Direct Network Operating Costs, however, declined 21% y/y to N117.9bn owing to the marked decline in BTS (base transceiver station) leasing cost. This decline coupled with the growth in Revenue bolstered the strong growth in Profit after direct costs (+26% y/y to N449.1bn).
MTN Nigeria reported an EBITDA margin of 53.8% under IFRS 16, which is the new reporting standard the group has adopted. However, on an IAS 17 basis (the old reporting standard), the EBITDA margin grew 1.5ppts y/y to 44.2%, driven by the growth in Revenue and muted growth in Operating Expenses (+4% y/y to N144.3bn).
According to management, the mild growth in Operating Expenses was due to the stability of the Naira against the dollar. We regard the sub inflationary growth in OPEX positively. Consequently, EBITDA grew 16% y/y to N253.0bn in H1 2019 from N217.7bn in H1 2018 (based on IAS 17).
Supported by the growth in Revenue amidst the single-digit growth of 4% in OPEX, Operating profit grew significantly by 39% y/y to N190.4bn. Net Finance Cost, however, grew by 73% y/y to N48.6bn owing to the rise in Finance Cost (+46% y/y to N59.1bn) and a decline in Finance Income (down 15% y/y to N10.5bn). The surge is Finance Cost was due to a first-time Interest expense of N33.5bn incurred on Leases in H1 2019- We await the conference call to seek clarification from management on this line item.

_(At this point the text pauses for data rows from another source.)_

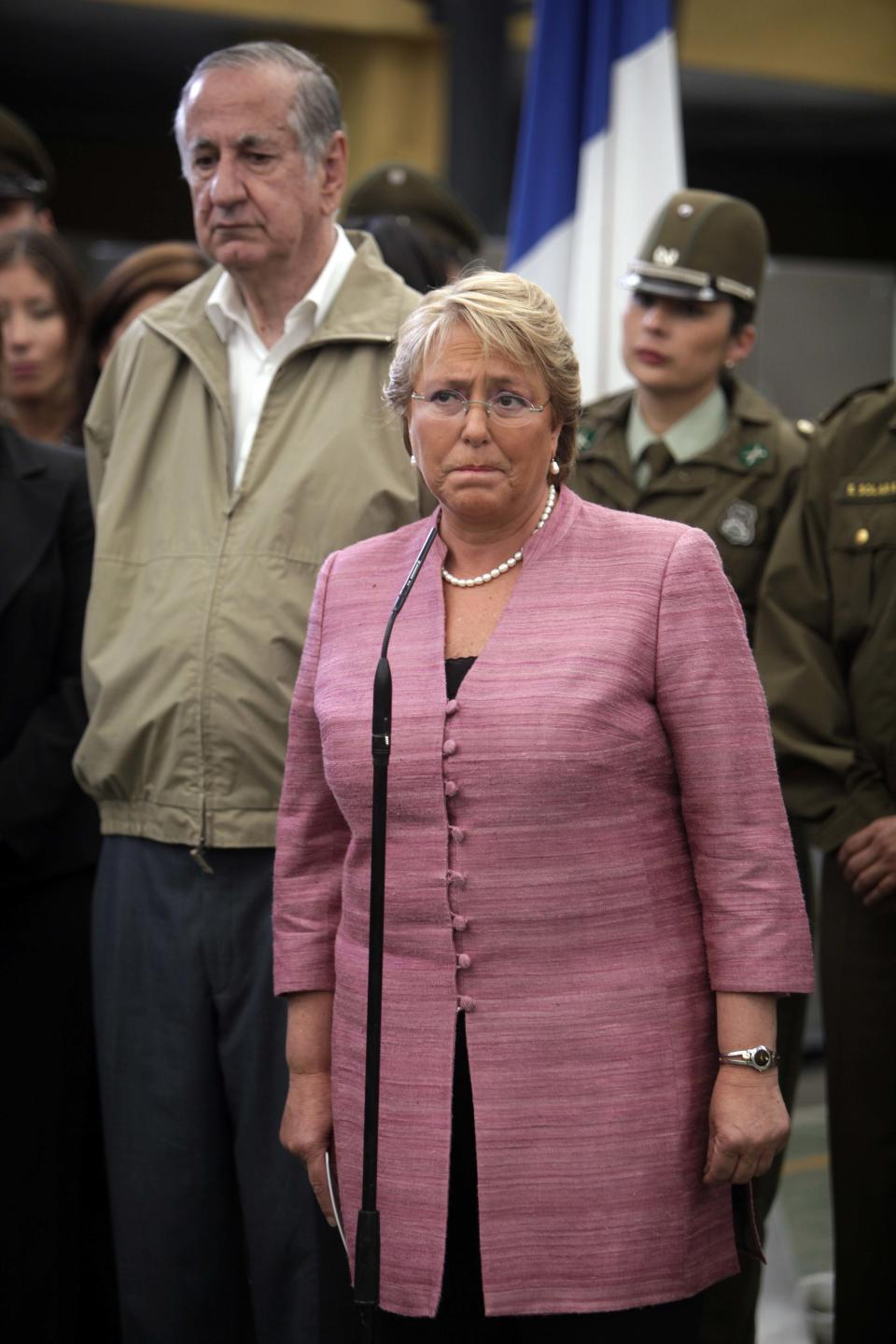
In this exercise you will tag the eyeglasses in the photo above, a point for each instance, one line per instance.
(505, 406)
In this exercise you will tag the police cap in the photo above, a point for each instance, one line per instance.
(404, 191)
(706, 246)
(26, 168)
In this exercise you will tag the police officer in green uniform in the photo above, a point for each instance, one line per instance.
(694, 443)
(826, 648)
(27, 177)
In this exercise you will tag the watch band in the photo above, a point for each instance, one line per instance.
(758, 1057)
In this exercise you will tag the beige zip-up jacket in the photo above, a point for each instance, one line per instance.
(201, 593)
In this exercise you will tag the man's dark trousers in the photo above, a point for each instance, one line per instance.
(217, 1237)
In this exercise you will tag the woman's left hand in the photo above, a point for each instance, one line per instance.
(749, 1126)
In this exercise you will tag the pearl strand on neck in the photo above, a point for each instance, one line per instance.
(508, 565)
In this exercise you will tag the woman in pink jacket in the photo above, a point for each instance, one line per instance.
(592, 898)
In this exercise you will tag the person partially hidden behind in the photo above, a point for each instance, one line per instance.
(693, 442)
(234, 441)
(825, 644)
(57, 1279)
(592, 900)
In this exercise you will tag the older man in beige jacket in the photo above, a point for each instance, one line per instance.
(235, 440)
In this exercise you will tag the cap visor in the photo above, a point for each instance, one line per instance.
(670, 287)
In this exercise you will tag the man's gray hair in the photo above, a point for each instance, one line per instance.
(315, 113)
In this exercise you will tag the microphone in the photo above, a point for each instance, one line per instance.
(367, 1240)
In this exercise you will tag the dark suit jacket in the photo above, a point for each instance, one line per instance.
(48, 825)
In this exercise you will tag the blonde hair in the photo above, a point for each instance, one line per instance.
(507, 314)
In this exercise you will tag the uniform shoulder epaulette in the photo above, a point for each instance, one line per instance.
(857, 391)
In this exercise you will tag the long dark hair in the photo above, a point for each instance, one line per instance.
(52, 261)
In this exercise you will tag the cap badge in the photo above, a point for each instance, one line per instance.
(751, 455)
(739, 523)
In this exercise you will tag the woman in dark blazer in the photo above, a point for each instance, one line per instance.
(54, 1248)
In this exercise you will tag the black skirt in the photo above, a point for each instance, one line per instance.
(461, 1315)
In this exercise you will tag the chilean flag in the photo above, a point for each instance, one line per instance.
(599, 152)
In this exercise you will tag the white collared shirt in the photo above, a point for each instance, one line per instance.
(251, 366)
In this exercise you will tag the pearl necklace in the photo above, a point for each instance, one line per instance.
(508, 565)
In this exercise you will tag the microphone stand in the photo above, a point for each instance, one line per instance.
(367, 1239)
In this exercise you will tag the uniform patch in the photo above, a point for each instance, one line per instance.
(739, 523)
(869, 491)
(751, 455)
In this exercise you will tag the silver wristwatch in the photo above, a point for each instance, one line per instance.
(759, 1058)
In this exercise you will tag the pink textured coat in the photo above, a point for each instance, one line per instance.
(581, 847)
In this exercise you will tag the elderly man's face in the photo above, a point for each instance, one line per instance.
(257, 206)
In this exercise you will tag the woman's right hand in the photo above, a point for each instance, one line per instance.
(306, 1130)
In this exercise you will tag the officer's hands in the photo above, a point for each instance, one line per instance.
(749, 1126)
(306, 1127)
(868, 863)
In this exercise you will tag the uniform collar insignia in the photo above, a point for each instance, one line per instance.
(751, 455)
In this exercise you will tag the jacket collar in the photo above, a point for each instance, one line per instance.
(370, 307)
(30, 506)
(15, 457)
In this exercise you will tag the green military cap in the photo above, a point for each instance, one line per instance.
(26, 168)
(706, 246)
(404, 191)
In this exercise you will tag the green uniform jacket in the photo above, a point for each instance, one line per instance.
(826, 635)
(736, 491)
(201, 593)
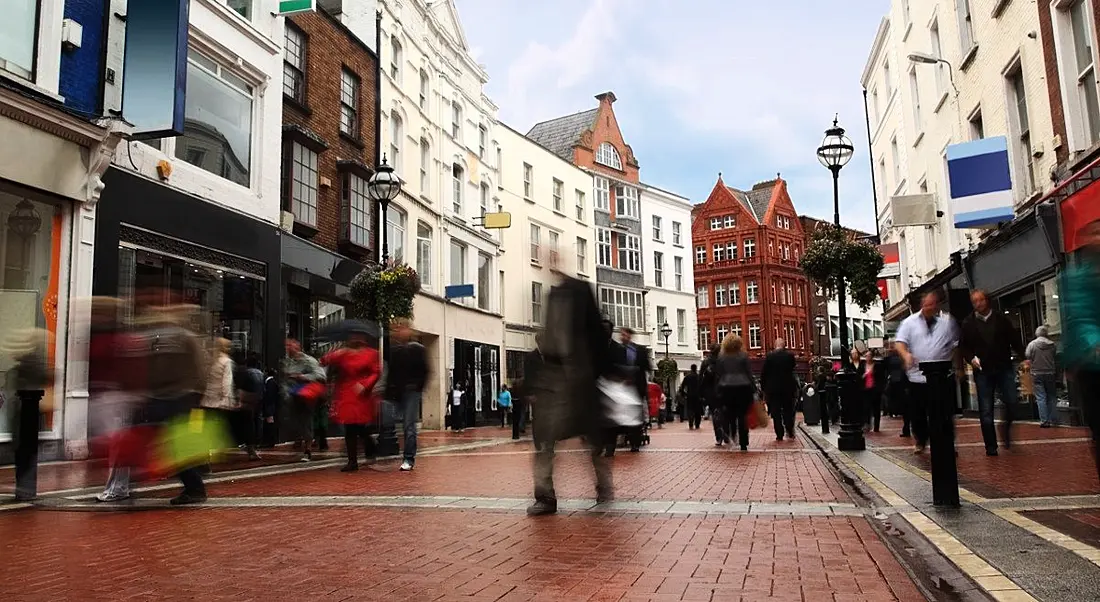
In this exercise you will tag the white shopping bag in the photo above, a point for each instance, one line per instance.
(624, 405)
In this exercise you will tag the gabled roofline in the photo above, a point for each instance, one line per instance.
(877, 48)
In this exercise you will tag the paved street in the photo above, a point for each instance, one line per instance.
(691, 522)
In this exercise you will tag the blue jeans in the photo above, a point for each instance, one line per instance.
(1046, 395)
(408, 411)
(1004, 382)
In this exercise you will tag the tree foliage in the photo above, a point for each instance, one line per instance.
(382, 294)
(833, 254)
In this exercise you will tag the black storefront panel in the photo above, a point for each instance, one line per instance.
(226, 261)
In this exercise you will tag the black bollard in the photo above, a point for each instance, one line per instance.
(26, 447)
(941, 407)
(853, 414)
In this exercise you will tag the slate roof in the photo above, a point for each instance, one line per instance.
(559, 135)
(756, 201)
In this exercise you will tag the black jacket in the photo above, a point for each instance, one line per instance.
(777, 378)
(992, 341)
(406, 370)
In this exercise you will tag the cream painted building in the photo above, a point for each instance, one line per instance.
(548, 198)
(670, 281)
(439, 133)
(990, 83)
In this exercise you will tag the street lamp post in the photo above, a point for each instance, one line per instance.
(834, 154)
(383, 187)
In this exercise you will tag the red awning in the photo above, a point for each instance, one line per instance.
(1077, 211)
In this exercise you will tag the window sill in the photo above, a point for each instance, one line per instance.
(358, 142)
(968, 57)
(297, 105)
(939, 104)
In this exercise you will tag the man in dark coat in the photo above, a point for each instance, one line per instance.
(690, 390)
(633, 361)
(779, 385)
(987, 342)
(563, 392)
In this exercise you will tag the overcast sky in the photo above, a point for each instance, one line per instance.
(741, 87)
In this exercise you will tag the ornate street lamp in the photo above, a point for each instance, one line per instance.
(383, 187)
(834, 154)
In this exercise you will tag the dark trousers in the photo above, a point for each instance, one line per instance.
(781, 407)
(916, 412)
(518, 417)
(735, 404)
(352, 435)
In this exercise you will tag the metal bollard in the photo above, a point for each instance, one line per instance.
(941, 408)
(26, 448)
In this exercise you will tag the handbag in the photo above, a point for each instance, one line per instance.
(757, 416)
(624, 407)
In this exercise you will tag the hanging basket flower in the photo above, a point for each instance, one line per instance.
(382, 294)
(833, 254)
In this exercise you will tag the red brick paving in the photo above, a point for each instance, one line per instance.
(1030, 470)
(1082, 525)
(381, 554)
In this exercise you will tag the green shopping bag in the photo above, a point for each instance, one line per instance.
(188, 440)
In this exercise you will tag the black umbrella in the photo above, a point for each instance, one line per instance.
(344, 329)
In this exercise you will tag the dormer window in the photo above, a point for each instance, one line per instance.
(607, 155)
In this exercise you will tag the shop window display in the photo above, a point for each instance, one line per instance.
(32, 248)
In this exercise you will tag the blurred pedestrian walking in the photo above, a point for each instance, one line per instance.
(780, 386)
(735, 387)
(987, 342)
(353, 371)
(407, 374)
(926, 336)
(1081, 346)
(299, 370)
(564, 391)
(1041, 352)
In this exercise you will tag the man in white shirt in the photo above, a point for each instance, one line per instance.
(926, 336)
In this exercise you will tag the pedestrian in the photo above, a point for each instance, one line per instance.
(735, 387)
(113, 367)
(924, 337)
(987, 342)
(458, 407)
(407, 375)
(693, 403)
(354, 370)
(177, 370)
(1041, 353)
(564, 391)
(898, 389)
(633, 361)
(504, 402)
(708, 389)
(300, 369)
(1081, 347)
(780, 386)
(220, 396)
(656, 396)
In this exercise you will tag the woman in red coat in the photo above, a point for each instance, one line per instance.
(353, 371)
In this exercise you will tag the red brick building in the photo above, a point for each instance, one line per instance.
(747, 245)
(329, 152)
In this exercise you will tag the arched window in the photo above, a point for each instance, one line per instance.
(607, 155)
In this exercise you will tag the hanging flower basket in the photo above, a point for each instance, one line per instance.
(383, 294)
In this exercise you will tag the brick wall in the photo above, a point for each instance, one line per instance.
(330, 47)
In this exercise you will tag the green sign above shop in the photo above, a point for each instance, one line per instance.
(289, 7)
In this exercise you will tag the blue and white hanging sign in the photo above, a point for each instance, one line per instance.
(980, 182)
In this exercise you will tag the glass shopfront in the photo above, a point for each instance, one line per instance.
(233, 302)
(33, 248)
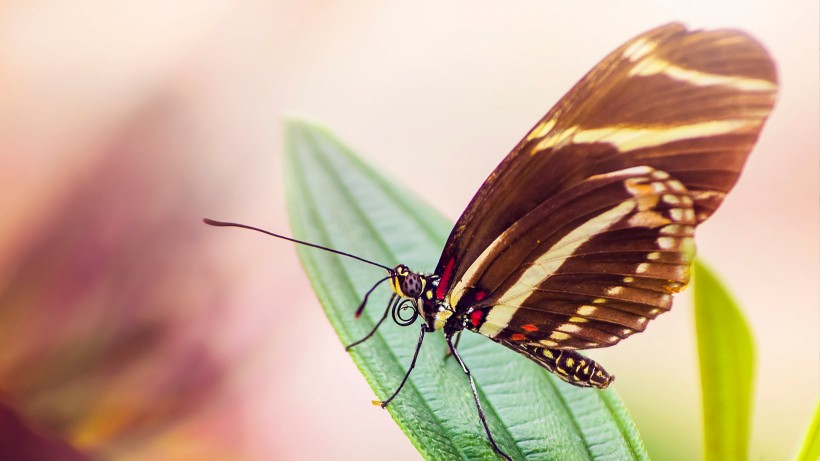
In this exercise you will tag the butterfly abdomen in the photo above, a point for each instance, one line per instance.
(572, 367)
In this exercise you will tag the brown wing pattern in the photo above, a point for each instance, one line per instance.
(591, 265)
(689, 104)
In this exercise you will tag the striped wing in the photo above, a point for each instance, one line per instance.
(584, 231)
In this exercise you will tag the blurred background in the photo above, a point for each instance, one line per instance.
(130, 331)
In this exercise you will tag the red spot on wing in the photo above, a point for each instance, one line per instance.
(444, 283)
(476, 317)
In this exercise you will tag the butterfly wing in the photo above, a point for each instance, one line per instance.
(584, 231)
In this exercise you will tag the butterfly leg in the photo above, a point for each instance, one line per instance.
(384, 403)
(376, 327)
(477, 400)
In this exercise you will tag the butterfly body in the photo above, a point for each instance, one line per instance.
(584, 232)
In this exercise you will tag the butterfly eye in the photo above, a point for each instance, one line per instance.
(411, 285)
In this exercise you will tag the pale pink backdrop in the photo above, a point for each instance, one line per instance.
(196, 91)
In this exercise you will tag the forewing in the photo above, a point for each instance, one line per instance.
(688, 103)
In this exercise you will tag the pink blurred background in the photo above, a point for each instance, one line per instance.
(133, 332)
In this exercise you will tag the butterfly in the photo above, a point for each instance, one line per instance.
(585, 231)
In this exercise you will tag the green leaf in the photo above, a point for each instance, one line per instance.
(726, 351)
(810, 451)
(335, 200)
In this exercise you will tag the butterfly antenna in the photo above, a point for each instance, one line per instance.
(212, 222)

The slowdown in Finance Income was due to lower interest income on bank deposits (down 33% y/y to N3.5bn)- we attribute this to the reduction in cash balances (N46.7bn in H1 2019 compared to N53bn in H1 2018) coupled with moderation in yields during the period.
Notwithstanding, Pre-tax Profit grew 31% y/y to N141.8bn in H1 2019 from N108.4bn in H1 2018. A lower effective tax of 30% in H1 2019 compared to 32% in H1 2018 ensure Profit after tax grew faster by 35% to N98.9bn in H1 2019 from N73.2bn in H1 2019.
EPS also grew 35% y/y to N4.86 in H1 2019 from N3.60 in H1 2018. The firm declared an interim dividend of N2.95, translating to a payout ratio of 60.7% and a dividend yield of 2.4% (based on the closing price of N125 on 25 July).
We have a target price of N180 for the stock with a BUY recommendation.